Forest Canopy Height Mapping Based on Multi-source Remote Sensing Data

doi: 10.11728/cjss2023.06.2023-0074 cstr: 32142.14.cjss2023.06.2023-0074
  • Received Date: 2023-07-17
  • Rev Recd Date: 2023-10-27
  • Available Online: 2023-12-04
  • Accurate estimation of spatially continuous forest canopy height is crucial for quantifying forest carbon stocks, understanding forest ecosystems, and making forest management and restoration policies. Spaceborne Light Detection and Ranging (LiDAR) can measure forest canopy height over laser footprints at semi-global the coverage, which provides a promising data source for estimating forest canopy height at national to global scales. This study used the random forest regression method to map forest canopy height by fusing Ice, Cloud and land Elevation Satellite-2 (ICESat-2) Advanced Topographic Laser Altimeter System (ATLAS) measurements and Landsat-8 images, combined with terrain and climatic features, and other data to generate forest canopy height products of the maximum (Hmax) and mean height (Hmean) values at 30 meter resolution across Mississippi State of America in 2020. The results show that the mean and standard deviation of Hmax in forest area is 24.14 m and 4.24 m respectively. For the Hmean, the mean and standard deviation of Hmean in forest area were 12.04 m and 2.59 m respectively.
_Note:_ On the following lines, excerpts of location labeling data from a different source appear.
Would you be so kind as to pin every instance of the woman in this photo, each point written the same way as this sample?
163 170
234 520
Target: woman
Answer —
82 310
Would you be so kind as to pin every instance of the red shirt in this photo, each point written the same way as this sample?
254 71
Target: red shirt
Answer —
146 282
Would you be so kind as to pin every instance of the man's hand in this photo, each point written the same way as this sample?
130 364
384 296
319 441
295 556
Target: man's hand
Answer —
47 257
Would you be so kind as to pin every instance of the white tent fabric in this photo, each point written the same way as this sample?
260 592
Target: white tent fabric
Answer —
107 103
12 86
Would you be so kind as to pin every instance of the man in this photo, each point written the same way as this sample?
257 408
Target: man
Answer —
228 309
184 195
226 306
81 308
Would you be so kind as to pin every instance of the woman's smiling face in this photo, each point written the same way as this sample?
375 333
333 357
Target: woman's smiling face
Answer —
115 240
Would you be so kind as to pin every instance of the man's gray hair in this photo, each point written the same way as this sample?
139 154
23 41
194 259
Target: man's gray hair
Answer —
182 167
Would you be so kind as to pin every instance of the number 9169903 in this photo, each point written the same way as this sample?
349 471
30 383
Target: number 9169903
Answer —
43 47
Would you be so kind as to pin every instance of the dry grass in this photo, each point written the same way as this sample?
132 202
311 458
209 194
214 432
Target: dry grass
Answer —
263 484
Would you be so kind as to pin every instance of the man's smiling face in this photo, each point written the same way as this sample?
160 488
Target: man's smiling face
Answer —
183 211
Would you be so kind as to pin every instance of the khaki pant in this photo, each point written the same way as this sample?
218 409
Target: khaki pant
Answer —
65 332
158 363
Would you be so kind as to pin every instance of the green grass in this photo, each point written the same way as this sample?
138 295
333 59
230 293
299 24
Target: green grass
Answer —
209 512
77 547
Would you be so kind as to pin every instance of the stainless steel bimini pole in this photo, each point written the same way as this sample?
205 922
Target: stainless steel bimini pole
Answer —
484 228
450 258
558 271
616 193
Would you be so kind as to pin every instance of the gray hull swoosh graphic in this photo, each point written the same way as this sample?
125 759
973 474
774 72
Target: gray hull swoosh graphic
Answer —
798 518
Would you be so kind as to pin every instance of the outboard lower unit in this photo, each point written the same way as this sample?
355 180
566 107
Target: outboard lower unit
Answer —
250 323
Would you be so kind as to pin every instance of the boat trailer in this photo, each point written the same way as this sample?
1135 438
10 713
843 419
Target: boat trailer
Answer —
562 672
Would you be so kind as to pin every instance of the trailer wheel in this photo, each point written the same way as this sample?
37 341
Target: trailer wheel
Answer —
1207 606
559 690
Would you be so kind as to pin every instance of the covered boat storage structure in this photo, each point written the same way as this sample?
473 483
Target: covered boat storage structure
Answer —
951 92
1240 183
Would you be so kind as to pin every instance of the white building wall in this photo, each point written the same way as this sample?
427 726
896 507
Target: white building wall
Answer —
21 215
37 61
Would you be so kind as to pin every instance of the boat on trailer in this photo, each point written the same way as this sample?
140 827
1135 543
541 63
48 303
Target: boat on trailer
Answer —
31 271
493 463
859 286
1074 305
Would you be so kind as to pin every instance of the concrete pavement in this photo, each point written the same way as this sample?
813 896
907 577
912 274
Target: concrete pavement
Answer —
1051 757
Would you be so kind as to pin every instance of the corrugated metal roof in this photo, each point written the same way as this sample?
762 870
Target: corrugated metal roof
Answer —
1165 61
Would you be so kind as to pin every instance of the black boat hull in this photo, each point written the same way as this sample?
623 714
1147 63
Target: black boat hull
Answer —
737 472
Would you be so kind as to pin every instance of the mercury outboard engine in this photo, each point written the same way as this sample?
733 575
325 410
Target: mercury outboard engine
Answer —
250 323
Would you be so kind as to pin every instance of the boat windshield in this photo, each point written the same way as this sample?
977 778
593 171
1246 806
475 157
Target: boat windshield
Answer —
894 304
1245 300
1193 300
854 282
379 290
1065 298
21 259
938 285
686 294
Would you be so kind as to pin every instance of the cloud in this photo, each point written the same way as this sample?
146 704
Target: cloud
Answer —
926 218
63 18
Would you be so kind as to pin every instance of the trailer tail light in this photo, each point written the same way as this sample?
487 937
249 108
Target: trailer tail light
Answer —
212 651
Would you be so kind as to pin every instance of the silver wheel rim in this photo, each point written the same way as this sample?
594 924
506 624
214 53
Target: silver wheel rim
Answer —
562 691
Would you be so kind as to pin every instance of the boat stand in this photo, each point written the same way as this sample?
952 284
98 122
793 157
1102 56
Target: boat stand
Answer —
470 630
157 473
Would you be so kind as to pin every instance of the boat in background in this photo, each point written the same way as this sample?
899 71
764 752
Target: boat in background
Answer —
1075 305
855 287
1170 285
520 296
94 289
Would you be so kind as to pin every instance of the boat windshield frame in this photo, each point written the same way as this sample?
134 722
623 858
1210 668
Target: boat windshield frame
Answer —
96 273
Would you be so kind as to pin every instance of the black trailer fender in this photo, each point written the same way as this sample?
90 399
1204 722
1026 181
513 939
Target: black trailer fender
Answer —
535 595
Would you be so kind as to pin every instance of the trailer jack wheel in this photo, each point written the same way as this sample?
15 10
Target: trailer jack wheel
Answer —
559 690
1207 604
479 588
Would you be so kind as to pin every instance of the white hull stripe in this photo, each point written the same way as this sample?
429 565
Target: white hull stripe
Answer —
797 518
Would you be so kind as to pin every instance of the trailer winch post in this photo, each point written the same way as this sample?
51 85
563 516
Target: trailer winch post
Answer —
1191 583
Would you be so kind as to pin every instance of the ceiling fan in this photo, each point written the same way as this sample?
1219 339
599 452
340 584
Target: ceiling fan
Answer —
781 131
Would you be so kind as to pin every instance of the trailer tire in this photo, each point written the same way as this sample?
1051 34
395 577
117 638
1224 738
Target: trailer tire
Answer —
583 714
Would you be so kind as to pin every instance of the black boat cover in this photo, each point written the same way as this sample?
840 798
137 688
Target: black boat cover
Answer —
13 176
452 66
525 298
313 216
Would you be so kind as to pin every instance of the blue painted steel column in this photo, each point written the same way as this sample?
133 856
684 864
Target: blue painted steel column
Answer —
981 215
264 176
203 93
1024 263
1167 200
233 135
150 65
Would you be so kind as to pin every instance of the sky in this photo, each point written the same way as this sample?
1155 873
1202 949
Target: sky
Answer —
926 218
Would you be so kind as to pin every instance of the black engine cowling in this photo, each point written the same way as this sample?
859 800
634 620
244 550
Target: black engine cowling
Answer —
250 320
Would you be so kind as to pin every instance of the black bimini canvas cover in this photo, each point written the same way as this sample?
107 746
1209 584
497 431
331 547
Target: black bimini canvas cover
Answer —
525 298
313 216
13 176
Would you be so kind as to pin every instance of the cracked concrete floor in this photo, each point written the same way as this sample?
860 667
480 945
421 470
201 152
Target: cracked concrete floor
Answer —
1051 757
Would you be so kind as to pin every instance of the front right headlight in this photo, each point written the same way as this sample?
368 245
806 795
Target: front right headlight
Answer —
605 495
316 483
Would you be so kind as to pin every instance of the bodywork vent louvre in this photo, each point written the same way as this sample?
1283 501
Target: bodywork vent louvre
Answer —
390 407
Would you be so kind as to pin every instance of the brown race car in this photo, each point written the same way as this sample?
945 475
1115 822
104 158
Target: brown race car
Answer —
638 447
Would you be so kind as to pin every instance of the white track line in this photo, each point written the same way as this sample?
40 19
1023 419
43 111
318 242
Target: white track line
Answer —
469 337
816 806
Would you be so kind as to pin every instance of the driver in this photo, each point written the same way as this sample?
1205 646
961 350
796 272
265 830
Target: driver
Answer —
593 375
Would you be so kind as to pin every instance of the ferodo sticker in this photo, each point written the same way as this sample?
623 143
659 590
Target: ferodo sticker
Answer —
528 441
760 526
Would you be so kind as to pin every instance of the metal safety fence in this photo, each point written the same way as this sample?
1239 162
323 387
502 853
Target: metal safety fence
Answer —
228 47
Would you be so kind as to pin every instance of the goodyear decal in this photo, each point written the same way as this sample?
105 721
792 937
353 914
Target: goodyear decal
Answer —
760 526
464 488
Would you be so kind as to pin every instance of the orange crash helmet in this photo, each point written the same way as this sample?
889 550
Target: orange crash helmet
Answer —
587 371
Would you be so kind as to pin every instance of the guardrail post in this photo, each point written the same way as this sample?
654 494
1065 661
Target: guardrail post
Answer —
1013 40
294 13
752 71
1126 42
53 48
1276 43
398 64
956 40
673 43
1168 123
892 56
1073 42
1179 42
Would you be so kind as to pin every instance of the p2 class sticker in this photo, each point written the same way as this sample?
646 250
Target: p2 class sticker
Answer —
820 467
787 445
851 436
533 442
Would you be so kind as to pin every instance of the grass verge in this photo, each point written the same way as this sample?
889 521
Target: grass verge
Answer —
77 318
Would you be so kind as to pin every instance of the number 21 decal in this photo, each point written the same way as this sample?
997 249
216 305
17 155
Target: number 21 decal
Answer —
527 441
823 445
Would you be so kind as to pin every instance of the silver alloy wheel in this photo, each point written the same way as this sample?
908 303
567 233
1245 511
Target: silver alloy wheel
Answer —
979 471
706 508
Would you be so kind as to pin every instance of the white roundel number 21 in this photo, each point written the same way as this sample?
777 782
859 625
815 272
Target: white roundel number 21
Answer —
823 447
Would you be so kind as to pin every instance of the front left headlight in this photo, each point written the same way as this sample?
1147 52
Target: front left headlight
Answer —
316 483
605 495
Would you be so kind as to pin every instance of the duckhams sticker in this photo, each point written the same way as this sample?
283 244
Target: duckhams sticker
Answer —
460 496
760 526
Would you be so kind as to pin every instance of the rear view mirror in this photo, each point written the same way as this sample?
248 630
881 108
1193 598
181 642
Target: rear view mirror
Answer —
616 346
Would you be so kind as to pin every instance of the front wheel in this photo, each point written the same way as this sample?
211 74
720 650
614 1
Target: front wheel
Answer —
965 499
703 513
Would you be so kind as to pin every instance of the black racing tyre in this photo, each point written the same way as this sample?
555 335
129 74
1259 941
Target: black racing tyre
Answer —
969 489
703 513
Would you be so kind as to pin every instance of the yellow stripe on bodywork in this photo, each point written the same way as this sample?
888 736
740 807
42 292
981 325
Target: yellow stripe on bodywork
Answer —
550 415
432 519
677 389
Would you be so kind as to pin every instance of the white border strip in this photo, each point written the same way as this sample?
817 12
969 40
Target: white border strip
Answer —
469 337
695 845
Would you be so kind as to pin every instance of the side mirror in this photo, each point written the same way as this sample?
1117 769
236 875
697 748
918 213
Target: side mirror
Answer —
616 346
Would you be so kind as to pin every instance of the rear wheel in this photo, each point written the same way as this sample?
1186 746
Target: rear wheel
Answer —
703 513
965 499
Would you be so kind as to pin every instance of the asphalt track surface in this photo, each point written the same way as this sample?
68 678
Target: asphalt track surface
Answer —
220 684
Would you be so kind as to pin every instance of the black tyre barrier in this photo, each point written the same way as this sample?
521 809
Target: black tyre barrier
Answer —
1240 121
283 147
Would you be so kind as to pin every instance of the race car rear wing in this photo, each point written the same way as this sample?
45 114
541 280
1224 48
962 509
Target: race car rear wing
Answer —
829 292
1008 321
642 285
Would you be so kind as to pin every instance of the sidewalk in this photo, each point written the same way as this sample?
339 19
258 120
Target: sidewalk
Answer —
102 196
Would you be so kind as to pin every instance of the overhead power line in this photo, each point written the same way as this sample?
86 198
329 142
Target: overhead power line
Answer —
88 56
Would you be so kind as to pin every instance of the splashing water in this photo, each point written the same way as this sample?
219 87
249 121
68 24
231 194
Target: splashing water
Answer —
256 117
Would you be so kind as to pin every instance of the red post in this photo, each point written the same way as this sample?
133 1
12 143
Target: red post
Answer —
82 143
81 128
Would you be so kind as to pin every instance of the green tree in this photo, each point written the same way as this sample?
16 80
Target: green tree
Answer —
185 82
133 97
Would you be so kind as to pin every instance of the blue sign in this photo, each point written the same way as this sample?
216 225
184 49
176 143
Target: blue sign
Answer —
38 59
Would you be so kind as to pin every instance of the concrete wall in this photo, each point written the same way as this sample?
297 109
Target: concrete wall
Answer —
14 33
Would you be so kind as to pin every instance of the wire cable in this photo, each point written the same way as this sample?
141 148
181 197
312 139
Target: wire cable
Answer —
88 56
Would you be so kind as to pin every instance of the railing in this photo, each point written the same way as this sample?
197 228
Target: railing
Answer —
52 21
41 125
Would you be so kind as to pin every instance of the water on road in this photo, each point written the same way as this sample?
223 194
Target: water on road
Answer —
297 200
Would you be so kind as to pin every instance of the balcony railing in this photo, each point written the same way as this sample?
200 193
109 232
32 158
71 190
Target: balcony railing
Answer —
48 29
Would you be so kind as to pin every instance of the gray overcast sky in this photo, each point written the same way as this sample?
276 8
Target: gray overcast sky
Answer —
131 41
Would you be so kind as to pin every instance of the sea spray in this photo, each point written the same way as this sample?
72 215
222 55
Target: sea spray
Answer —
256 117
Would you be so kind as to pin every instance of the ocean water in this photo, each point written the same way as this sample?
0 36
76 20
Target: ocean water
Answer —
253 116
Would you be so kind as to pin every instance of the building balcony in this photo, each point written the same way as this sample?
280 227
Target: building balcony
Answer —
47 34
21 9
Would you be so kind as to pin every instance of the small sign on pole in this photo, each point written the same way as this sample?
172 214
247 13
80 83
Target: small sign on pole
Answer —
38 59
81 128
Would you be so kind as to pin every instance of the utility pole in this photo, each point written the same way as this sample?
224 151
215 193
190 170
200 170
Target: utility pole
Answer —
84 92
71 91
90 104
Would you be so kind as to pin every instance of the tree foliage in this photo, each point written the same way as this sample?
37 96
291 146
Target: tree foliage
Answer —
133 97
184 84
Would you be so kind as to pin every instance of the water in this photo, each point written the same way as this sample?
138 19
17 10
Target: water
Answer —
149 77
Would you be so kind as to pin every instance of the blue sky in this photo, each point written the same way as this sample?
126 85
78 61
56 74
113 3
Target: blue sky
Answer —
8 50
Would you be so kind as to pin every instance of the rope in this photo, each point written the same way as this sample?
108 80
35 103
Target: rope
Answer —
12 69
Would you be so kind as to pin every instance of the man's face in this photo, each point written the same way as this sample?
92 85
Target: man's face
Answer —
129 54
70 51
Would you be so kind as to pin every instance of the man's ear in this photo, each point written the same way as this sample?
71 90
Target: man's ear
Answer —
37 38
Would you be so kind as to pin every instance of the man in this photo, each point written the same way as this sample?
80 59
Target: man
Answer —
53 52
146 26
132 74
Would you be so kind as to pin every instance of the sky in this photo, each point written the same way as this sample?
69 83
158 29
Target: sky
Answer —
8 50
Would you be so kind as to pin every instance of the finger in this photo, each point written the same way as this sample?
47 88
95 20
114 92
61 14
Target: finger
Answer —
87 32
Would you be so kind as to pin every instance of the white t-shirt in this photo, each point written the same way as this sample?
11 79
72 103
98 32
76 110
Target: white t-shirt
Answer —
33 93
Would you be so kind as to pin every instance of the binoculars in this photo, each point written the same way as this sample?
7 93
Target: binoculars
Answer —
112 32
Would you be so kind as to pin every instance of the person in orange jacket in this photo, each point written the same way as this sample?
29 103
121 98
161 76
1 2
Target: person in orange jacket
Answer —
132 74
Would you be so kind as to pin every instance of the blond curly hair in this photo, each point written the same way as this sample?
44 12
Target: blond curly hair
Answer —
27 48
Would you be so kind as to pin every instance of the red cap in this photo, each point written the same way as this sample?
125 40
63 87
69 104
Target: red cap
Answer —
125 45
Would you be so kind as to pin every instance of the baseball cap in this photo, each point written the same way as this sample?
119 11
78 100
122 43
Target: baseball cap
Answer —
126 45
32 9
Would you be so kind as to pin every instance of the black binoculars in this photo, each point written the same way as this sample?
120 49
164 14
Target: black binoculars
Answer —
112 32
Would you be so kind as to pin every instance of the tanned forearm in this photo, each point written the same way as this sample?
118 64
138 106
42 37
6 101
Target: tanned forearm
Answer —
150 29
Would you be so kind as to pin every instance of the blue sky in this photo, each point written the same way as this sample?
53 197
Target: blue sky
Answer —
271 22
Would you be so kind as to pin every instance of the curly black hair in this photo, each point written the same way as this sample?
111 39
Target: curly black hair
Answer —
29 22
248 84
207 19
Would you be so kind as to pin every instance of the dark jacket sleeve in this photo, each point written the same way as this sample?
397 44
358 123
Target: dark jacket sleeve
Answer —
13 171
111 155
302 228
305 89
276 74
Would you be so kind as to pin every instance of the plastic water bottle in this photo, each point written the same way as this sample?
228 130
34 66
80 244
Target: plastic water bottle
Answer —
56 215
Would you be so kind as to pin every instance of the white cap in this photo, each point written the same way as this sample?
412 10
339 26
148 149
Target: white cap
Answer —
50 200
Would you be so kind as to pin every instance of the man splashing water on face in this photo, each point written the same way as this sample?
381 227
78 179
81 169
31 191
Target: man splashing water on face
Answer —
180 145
The estimated Hmax and Hmean across Mississippi agree well with airborne measurements (Hmax: $ {R}^{2} $ = 0.486, $ {H}_{\mathrm{R}\mathrm{M}\mathrm{S}\mathrm{E}} $ = 4.532 m; Hmean: $ {R}^{2} $ = 0.467, $ {H}_{\mathrm{R}\mathrm{M}\mathrm{S}\mathrm{E}} $ = 2.848 m). In this study, the difference and ratio of the maximum and average values of canopy height were used to reflect the vertical structure complexity of the forest canopy. The differences of different geographical divisions, forest types, planted forests and natural forests were compared, and it was found that the complexity of loess hilly areas, deciduous forests, wetland forests and natural forests in the study area was higher. In addition, the canopy height mapping scheme proposed in this study for non-mountain plantations is of guiding significance for forest management, species diversity conservation and “carbon neutrality” assessment in the in the Yangtze River Delta and other areas dominated by non-mountain planted forest of China.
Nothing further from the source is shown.